The Telluride House, formally the Cornell Branch of the Telluride Association (CBTA), and commonly referred to as just "Telluride", is a highly selective residential community of Cornell University students and faculty. Founded in 1910 by American industrialist L. L. Nunn, the house grants room and board scholarships to a number of undergraduate and graduate students, post-doctoral researchers and faculty members affiliated with the university's various colleges and programs. A fully residential intellectual society, the Telluride House takes as its pillars democratic self-governance, communal living and intellectual inquiry.

The Telluride House is considered the first program of the educational non-profit Telluride Association, which was founded a year after the house was built and was first led by the Smithsonian Institution’s fourth Secretary Charles Doolittle Walcott. Nunn went on to found Deep Springs College in 1917. The Telluride Association founded and maintained other branches thereafter, two of which—at Cornell University and at the University of Michigan—are still active. The Association also runs free selective programs for high school students, including the Telluride Association Summer Program.

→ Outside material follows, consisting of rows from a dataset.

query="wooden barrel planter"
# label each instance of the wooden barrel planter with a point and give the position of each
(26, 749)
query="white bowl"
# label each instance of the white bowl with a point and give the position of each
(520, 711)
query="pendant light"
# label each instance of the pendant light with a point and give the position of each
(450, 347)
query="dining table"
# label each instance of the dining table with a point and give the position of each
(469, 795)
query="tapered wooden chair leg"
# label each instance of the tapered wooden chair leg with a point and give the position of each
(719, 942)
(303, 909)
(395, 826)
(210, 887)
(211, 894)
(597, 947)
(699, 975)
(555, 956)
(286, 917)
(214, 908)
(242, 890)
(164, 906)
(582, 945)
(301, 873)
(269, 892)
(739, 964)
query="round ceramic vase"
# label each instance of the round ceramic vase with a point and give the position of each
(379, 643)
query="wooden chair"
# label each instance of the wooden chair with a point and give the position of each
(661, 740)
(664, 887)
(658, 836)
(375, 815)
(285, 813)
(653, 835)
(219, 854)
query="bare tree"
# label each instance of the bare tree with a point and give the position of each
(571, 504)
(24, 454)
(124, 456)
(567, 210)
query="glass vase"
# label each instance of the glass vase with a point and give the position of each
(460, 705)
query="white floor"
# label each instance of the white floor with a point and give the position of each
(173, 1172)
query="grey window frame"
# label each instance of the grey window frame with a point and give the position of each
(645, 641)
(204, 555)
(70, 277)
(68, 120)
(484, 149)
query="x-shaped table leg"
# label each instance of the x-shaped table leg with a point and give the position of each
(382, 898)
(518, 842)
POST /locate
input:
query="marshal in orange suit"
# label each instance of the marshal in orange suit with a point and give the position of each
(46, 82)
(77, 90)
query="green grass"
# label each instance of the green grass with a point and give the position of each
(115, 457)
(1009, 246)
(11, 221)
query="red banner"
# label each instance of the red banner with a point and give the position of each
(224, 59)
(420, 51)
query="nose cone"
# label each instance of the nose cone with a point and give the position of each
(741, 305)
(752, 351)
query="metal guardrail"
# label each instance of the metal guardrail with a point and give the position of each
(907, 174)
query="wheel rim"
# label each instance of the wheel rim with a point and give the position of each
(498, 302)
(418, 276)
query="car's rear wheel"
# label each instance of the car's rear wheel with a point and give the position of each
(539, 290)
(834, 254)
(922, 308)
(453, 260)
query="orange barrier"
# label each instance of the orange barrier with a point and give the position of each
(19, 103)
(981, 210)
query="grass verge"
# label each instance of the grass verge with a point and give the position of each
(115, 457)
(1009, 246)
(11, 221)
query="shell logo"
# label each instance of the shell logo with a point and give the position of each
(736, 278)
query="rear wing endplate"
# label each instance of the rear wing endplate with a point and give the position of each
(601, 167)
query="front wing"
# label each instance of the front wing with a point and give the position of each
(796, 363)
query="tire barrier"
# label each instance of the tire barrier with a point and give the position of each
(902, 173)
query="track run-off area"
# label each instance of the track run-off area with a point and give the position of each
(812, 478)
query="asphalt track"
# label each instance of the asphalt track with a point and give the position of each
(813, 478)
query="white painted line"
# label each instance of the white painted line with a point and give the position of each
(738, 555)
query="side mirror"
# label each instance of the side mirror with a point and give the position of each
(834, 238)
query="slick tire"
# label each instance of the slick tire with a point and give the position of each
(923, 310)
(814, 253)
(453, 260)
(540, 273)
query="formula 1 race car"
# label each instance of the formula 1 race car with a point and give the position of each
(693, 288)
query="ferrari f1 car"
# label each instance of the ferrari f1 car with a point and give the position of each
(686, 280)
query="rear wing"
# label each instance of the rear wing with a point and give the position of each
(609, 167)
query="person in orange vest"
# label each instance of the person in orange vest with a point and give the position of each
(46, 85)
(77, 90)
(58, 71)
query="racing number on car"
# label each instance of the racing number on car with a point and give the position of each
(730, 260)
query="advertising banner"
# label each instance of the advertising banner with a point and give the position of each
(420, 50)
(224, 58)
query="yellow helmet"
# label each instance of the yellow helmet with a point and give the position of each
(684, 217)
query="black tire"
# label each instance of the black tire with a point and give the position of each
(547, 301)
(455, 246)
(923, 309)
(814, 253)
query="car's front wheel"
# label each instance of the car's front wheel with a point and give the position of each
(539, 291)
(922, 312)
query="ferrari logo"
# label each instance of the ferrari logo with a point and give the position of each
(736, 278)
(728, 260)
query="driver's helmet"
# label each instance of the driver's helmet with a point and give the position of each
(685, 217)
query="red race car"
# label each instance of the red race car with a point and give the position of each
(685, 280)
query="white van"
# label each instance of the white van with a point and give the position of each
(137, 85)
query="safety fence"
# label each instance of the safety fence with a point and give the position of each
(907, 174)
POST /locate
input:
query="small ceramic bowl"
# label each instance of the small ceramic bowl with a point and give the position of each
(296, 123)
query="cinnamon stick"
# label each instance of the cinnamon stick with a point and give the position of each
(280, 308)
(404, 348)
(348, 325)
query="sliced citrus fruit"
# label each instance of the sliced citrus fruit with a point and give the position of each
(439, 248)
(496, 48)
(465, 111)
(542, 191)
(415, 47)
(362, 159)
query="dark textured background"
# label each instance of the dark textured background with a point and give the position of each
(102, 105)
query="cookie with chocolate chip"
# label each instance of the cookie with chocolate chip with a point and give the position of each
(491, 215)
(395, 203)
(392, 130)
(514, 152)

In its more than a century of operation, the house's membership has included some of Cornell's most notable alumni and faculty members. Located in the university's West Campus, the Telluride House is listed on the National Register of Historic Places.

Lucien Lucius Nunn was an American industrialist and entrepreneur involved in the early electrification of the mining industry. To staff the power plants he built, including ones in Colorado and the Olmsted Station Powerhouse in Provo, Utah, Nunn created an early work study program, which he named 'Telluride Institute' after his city of residence of Telluride, Colorado. In the Institute, Nunn's students were trained in engineering and the liberal arts. Upon completion of their institute program, the student workers were sent to various academic institutions on a scholarship from Nunn to further their education. Many of these students went on to study at Cornell University's engineering programs. On Cornell University's campus in Ithaca, Nunn built the Telluride House as a scholarship residence "for bright young men", many of whom have passed through Nunn’s Telluride Institute.